ACL Injury: Your Options
A summary to help guide your conversation with your orthopedic surgeon and rheumatologist.
Option 1 — Surgery (Reconstruction)
Advantages
Restores rotational stability in the knee
Better outcome for cutting and pivoting sports
Reduces risk of further joint damage from instability episodes
Drawbacks
9–12 month recovery minimum
Risks include infection, stiffness, and graft failure
Surgical stress can trigger autoimmune flares
Does not eliminate long-term arthritis risk
Option 2 — Conservative Management (PT Only, No Surgery)
Advantages
No surgical or anesthesia risks
Avoids complications from pausing immunosuppressant medications
Works well for many people in their 40s with lower activity demands
Strong quad and hamstring strength can compensate significantly
Drawbacks
Instability episodes (knee giving way) can cause secondary damage to the meniscus and cartilage
Not ideal for high-demand sports involving cutting or pivoting
Some people don't adapt naturally ("non-copers")

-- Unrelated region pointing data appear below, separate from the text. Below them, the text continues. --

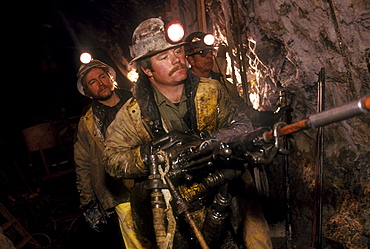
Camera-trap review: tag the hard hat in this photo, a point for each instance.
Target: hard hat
(152, 37)
(198, 41)
(84, 68)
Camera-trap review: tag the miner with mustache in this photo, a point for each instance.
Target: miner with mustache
(99, 193)
(172, 108)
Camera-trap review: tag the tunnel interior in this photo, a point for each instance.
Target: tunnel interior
(268, 47)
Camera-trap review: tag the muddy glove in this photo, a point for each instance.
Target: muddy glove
(172, 143)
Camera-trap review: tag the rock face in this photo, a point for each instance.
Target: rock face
(287, 43)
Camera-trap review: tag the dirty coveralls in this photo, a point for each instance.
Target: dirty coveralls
(93, 183)
(204, 106)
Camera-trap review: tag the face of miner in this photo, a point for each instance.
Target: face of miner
(99, 84)
(168, 67)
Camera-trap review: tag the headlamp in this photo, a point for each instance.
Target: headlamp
(86, 58)
(174, 32)
(209, 39)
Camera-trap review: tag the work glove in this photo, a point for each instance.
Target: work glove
(172, 143)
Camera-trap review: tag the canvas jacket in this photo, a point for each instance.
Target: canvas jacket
(92, 180)
(210, 109)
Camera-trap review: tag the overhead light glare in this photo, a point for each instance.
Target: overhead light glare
(175, 31)
(86, 58)
(209, 39)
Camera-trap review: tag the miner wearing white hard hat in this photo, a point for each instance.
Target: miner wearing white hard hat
(99, 192)
(172, 109)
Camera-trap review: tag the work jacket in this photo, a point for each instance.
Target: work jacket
(93, 183)
(210, 109)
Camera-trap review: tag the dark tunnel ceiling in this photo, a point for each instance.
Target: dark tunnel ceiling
(52, 34)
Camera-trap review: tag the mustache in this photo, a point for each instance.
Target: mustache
(179, 66)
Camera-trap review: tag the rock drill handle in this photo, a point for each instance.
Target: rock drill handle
(336, 114)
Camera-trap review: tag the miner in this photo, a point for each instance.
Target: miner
(99, 192)
(172, 108)
(199, 51)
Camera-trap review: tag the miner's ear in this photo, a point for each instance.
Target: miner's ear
(147, 71)
(191, 60)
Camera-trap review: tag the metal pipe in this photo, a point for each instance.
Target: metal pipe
(184, 210)
(346, 111)
(317, 222)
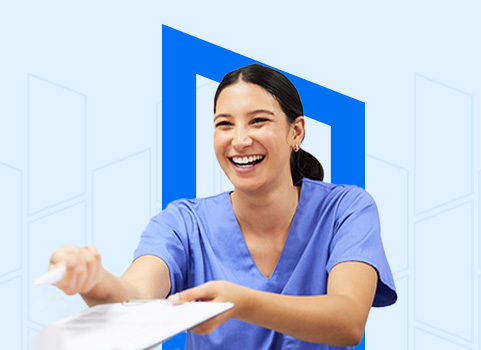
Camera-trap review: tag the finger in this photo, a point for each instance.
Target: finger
(211, 325)
(197, 293)
(93, 266)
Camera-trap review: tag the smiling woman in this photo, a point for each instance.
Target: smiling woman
(301, 260)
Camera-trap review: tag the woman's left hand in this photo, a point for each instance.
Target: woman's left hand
(218, 291)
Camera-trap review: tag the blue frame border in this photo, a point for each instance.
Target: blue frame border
(183, 57)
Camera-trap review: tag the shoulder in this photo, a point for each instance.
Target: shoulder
(342, 194)
(195, 207)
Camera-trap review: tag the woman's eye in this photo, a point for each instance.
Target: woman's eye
(222, 123)
(259, 120)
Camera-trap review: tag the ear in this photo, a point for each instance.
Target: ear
(298, 128)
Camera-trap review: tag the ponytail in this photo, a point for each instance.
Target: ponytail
(304, 164)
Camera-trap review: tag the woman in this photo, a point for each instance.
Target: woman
(301, 260)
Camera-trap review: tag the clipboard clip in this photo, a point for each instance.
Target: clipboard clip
(144, 301)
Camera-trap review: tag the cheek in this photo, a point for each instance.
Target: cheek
(219, 144)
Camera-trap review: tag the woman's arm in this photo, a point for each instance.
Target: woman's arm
(147, 277)
(337, 318)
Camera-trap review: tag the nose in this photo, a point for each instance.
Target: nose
(241, 139)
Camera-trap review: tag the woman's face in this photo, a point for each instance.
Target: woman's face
(253, 139)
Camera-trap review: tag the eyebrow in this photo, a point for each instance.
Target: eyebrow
(254, 112)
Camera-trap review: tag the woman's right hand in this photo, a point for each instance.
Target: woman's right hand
(83, 268)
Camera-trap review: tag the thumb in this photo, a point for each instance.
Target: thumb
(193, 294)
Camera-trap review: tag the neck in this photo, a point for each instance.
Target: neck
(266, 213)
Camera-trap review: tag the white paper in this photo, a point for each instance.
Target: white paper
(125, 326)
(51, 277)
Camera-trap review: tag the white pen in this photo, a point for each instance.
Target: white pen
(51, 277)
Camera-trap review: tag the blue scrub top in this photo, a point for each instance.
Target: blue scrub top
(200, 240)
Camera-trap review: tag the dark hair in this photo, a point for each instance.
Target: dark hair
(303, 164)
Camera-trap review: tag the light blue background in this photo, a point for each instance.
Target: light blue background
(80, 115)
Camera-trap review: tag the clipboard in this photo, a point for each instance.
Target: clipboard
(133, 325)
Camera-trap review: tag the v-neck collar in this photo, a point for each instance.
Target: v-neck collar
(291, 251)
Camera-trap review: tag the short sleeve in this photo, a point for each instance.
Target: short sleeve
(357, 238)
(166, 236)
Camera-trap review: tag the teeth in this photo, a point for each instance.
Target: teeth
(245, 160)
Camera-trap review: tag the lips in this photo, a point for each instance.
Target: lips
(246, 161)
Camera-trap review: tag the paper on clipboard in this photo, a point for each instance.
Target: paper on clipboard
(126, 326)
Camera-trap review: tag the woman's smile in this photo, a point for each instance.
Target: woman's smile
(252, 138)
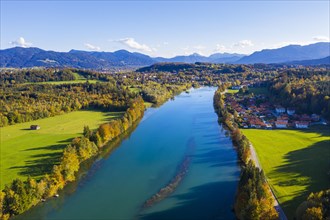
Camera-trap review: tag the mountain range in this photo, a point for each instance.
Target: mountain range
(29, 57)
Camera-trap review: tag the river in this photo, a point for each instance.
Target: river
(182, 137)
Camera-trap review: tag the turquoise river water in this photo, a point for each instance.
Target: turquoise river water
(116, 186)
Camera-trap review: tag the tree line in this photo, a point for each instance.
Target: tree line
(307, 90)
(253, 199)
(20, 195)
(27, 102)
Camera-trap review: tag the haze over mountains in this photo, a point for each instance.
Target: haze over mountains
(18, 57)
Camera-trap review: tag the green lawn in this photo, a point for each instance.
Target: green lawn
(259, 91)
(33, 152)
(148, 104)
(233, 91)
(296, 162)
(68, 82)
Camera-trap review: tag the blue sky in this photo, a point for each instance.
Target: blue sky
(163, 28)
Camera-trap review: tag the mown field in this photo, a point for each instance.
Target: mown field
(296, 162)
(26, 152)
(69, 82)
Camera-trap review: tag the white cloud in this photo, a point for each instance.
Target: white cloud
(20, 42)
(321, 38)
(131, 43)
(220, 48)
(199, 47)
(92, 47)
(244, 44)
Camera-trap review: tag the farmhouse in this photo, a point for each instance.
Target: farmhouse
(34, 127)
(301, 124)
(291, 111)
(279, 109)
(236, 87)
(281, 124)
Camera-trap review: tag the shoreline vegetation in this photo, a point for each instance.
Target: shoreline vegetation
(253, 198)
(20, 195)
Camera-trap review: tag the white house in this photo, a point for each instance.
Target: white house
(236, 87)
(280, 109)
(302, 124)
(291, 111)
(281, 124)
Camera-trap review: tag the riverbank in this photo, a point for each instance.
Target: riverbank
(22, 195)
(254, 198)
(118, 183)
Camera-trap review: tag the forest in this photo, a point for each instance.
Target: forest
(253, 198)
(23, 99)
(307, 90)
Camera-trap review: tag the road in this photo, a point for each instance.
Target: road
(277, 206)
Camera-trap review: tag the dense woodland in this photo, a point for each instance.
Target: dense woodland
(253, 199)
(26, 102)
(22, 195)
(307, 90)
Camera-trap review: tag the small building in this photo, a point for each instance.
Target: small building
(302, 124)
(281, 124)
(291, 111)
(279, 109)
(34, 127)
(236, 87)
(315, 117)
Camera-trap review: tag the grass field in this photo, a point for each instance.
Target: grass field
(26, 152)
(68, 82)
(232, 91)
(296, 162)
(259, 91)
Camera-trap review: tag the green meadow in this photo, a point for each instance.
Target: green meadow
(69, 82)
(296, 162)
(26, 152)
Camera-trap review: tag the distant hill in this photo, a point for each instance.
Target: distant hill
(322, 61)
(30, 57)
(193, 58)
(288, 53)
(18, 57)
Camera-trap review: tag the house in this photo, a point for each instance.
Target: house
(301, 124)
(34, 127)
(279, 109)
(291, 111)
(315, 117)
(281, 124)
(236, 87)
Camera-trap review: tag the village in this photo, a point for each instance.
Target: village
(256, 111)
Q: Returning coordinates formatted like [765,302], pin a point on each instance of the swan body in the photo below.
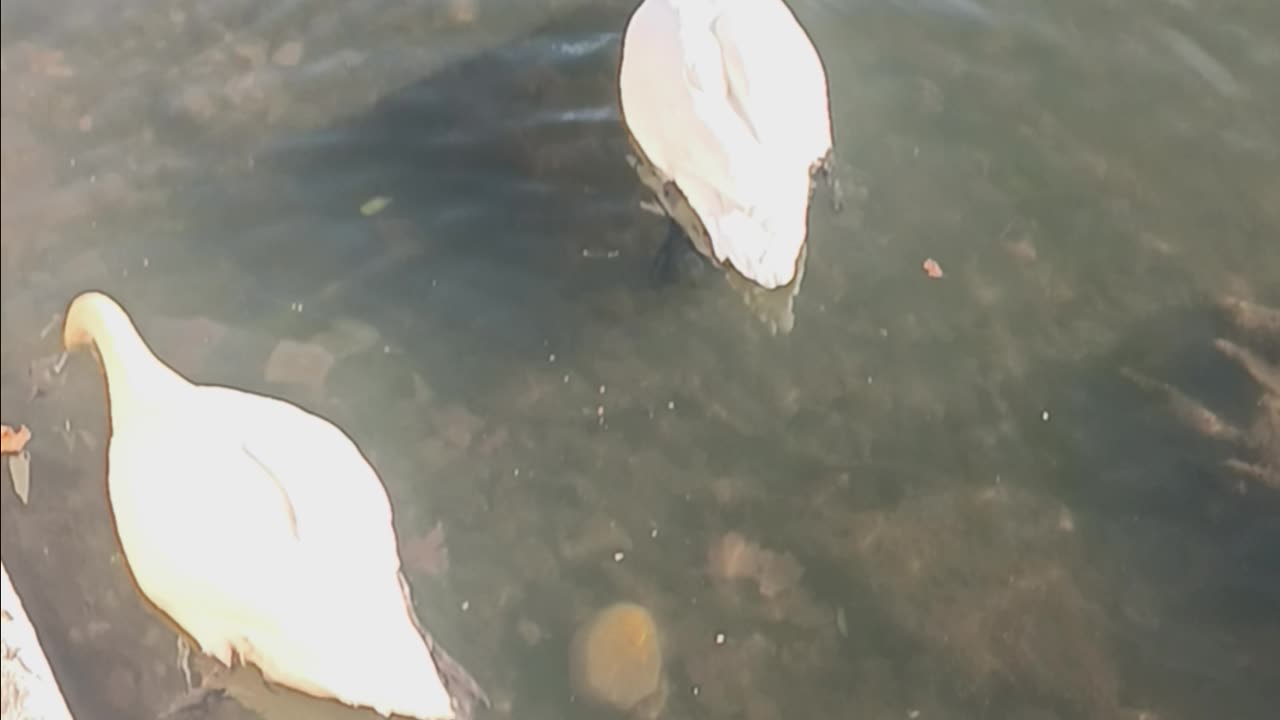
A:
[728,101]
[263,532]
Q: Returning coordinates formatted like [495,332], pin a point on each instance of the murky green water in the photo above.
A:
[1001,522]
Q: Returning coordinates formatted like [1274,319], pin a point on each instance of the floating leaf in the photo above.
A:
[19,472]
[374,205]
[13,441]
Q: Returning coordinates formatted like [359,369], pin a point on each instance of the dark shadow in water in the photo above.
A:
[513,218]
[1188,559]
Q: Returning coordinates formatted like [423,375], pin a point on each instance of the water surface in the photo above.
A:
[992,520]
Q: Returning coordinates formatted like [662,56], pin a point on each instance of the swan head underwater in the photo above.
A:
[727,103]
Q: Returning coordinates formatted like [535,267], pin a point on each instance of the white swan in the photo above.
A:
[727,100]
[263,532]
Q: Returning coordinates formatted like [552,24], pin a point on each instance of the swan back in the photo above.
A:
[728,100]
[260,529]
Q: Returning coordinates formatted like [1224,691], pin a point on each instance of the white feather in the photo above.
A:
[259,528]
[728,100]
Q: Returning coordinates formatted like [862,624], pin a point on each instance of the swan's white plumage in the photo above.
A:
[259,528]
[727,99]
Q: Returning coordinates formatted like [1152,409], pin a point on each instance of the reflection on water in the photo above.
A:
[983,515]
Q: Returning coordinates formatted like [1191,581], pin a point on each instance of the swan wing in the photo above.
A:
[341,507]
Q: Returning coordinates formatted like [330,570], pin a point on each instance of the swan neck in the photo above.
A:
[135,377]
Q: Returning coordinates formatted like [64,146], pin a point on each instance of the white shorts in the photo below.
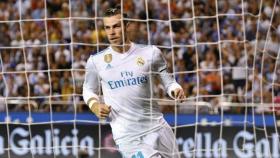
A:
[158,144]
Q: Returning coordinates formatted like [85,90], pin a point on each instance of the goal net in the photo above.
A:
[224,53]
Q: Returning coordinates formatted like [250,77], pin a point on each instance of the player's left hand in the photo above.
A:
[179,94]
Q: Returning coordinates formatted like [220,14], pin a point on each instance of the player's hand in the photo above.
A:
[101,110]
[179,94]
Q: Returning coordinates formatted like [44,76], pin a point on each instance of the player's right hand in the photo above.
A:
[101,110]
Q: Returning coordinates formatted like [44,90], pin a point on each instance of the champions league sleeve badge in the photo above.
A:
[108,58]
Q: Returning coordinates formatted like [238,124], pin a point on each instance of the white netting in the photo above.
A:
[225,54]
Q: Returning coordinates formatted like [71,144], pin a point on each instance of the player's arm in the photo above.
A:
[90,91]
[174,90]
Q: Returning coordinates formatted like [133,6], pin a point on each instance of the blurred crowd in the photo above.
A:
[219,51]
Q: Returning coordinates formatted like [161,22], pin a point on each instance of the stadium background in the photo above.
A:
[43,54]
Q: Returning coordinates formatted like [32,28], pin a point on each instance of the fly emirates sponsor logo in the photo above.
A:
[128,79]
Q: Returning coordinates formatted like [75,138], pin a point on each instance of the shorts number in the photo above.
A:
[138,155]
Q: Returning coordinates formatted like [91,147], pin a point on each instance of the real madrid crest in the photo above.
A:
[108,58]
[140,61]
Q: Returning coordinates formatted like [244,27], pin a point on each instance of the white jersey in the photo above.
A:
[127,87]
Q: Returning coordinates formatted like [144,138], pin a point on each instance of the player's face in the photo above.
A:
[113,29]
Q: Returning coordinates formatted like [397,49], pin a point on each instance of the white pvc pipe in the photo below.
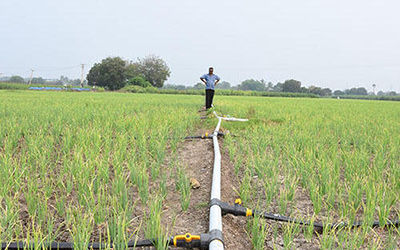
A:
[215,210]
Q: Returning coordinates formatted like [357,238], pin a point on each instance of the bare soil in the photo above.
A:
[198,158]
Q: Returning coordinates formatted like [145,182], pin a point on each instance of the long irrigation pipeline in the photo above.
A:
[214,238]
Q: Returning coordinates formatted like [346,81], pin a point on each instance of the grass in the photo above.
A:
[340,156]
[84,167]
[87,167]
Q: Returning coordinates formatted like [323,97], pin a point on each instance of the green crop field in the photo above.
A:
[83,167]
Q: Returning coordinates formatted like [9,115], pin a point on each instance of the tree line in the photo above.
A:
[114,73]
[288,86]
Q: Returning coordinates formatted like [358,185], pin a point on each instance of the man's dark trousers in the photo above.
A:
[209,97]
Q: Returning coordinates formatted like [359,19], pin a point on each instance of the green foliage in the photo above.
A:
[222,85]
[252,84]
[153,69]
[110,73]
[356,91]
[291,86]
[82,171]
[139,81]
[38,80]
[16,79]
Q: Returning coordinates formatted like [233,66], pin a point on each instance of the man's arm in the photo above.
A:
[217,81]
[203,80]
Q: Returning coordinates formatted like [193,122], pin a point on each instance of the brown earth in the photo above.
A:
[197,156]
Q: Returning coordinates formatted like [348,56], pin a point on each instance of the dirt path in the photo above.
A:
[198,156]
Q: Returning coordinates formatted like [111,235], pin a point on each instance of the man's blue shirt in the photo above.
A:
[210,80]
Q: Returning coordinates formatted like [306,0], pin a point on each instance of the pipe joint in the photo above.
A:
[236,209]
[214,234]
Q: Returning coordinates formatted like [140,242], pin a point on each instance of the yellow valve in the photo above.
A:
[187,237]
[249,212]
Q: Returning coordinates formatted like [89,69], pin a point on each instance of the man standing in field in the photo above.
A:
[210,80]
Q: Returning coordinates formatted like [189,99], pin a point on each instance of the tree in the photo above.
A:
[17,79]
[252,84]
[278,87]
[139,81]
[153,69]
[110,73]
[132,70]
[291,86]
[223,85]
[269,87]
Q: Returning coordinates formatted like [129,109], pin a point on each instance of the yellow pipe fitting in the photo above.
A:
[249,212]
[238,201]
[187,237]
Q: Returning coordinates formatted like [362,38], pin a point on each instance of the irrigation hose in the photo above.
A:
[238,210]
[184,240]
[205,136]
[70,245]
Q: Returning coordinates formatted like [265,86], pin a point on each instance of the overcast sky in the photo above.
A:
[329,43]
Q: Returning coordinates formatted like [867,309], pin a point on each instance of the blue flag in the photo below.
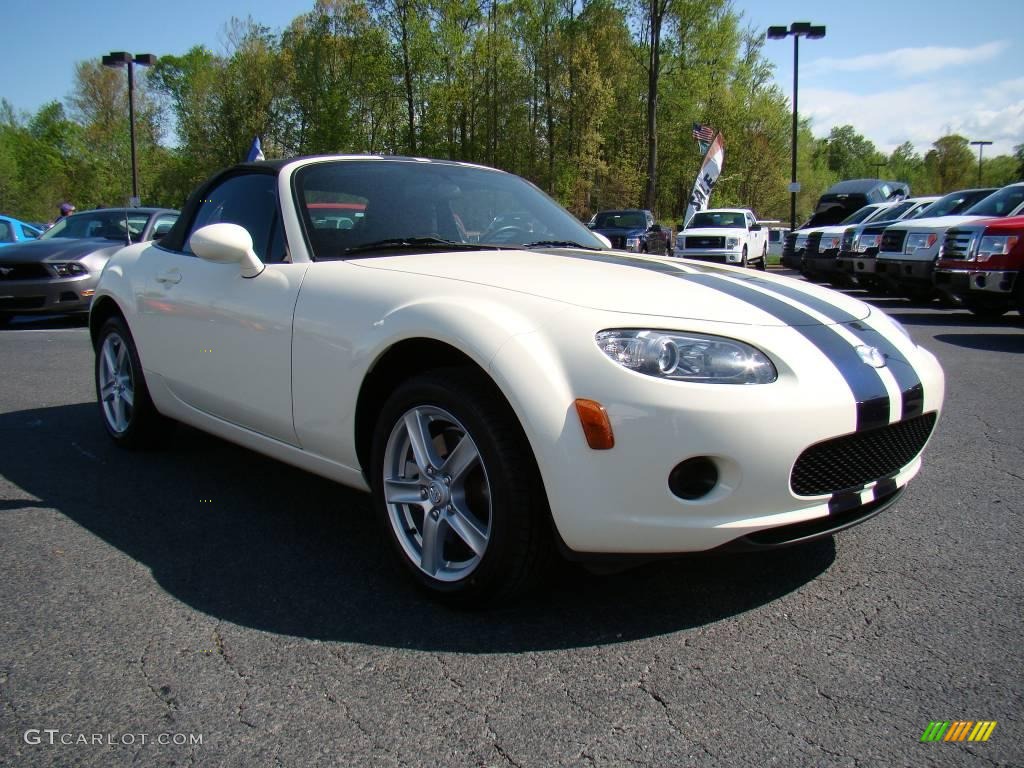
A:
[255,152]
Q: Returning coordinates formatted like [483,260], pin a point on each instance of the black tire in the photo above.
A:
[985,308]
[501,495]
[141,426]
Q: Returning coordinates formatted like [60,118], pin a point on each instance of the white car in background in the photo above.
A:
[512,391]
[725,236]
[907,252]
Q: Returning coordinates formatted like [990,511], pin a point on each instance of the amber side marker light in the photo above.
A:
[594,420]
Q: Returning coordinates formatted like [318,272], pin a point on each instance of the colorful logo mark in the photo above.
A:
[958,730]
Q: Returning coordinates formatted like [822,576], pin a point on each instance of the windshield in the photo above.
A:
[105,223]
[1001,203]
[355,206]
[620,220]
[863,214]
[953,203]
[733,219]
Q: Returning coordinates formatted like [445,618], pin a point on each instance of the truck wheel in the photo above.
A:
[457,488]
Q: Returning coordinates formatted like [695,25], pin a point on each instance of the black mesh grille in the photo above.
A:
[854,460]
[957,244]
[892,240]
[24,271]
[698,241]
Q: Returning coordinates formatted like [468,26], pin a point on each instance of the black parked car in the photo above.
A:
[633,229]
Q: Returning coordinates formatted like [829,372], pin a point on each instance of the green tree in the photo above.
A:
[950,165]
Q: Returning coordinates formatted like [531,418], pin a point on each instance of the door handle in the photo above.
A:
[173,276]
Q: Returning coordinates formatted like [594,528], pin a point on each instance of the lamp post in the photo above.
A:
[981,145]
[123,58]
[797,29]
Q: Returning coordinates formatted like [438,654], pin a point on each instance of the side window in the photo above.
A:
[163,225]
[249,201]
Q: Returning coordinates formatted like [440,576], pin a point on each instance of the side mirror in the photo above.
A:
[226,244]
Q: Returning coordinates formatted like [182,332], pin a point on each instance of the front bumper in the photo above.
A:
[53,296]
[620,501]
[824,263]
[905,271]
[717,256]
[855,262]
[963,282]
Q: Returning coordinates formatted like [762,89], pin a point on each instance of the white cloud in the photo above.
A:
[908,61]
[922,113]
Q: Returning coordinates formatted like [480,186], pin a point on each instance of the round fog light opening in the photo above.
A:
[693,478]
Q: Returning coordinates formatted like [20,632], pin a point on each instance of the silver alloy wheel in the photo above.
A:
[437,494]
[117,384]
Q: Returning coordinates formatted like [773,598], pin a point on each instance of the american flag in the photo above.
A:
[702,132]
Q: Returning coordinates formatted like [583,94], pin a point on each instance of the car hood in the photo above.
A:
[934,224]
[58,249]
[713,231]
[635,285]
[620,231]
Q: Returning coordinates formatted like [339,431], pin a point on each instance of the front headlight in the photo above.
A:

If Surgery — Graft Options
Cadaver (Allograft) Tissue from a donor. No harvest site recovery needed. Slightly higher re-tear rate than autograft, but often well-suited for patients in their 40s with lower athletic demands. May be preferable when autoimmune conditions could compromise healing at a harvest site.
Your Own Tissue (Autograft) Typically taken from the patellar tendon, hamstring, or quad tendon. Gold standard for younger, high-demand athletes. Adds a second recovery site. Healing reliability may be reduced with autoimmune conditions.
Autoimmune — Important Considerations
This is the most significant factor in your decision and should be front and center in any surgical discussion.
Autoimmune conditions affect tissue repair at a fundamental level — healing is often slower and less predictable
Infection risk is higher, especially if you're on immunosuppressants (methotrexate, biologics, steroids)
Many rheumatologists recommend pausing certain medications around surgery, which carries its own risks
Surgical stress and anesthesia can trigger flares
Some autoimmune conditions directly affect connective tissue quality
For these reasons, conservative (non-surgical) management becomes a more attractive option — the risk/benefit ratio for surgery narrows considerably
Questions to Bring to Your Doctors
Am I having true instability episodes, or is the knee stable but painful?
Is there meniscus damage involved? (This often changes the recommendation toward surgery)
How do my specific autoimmune conditions affect surgical healing?
Would my rheumatologist need to modify my medications around surgery, and what are the risks of that?
Based on my activity goals, am I a good candidate for PT-only management?
Key Takeaway
Your rheumatologist and orthopedic surgeon need to make this decision together — not in separate conversations. The autoimmune piece is significant enough that both doctors should be aligned before any surgical decision is made.
This is general health information, not medical advice. Always consult your physicians.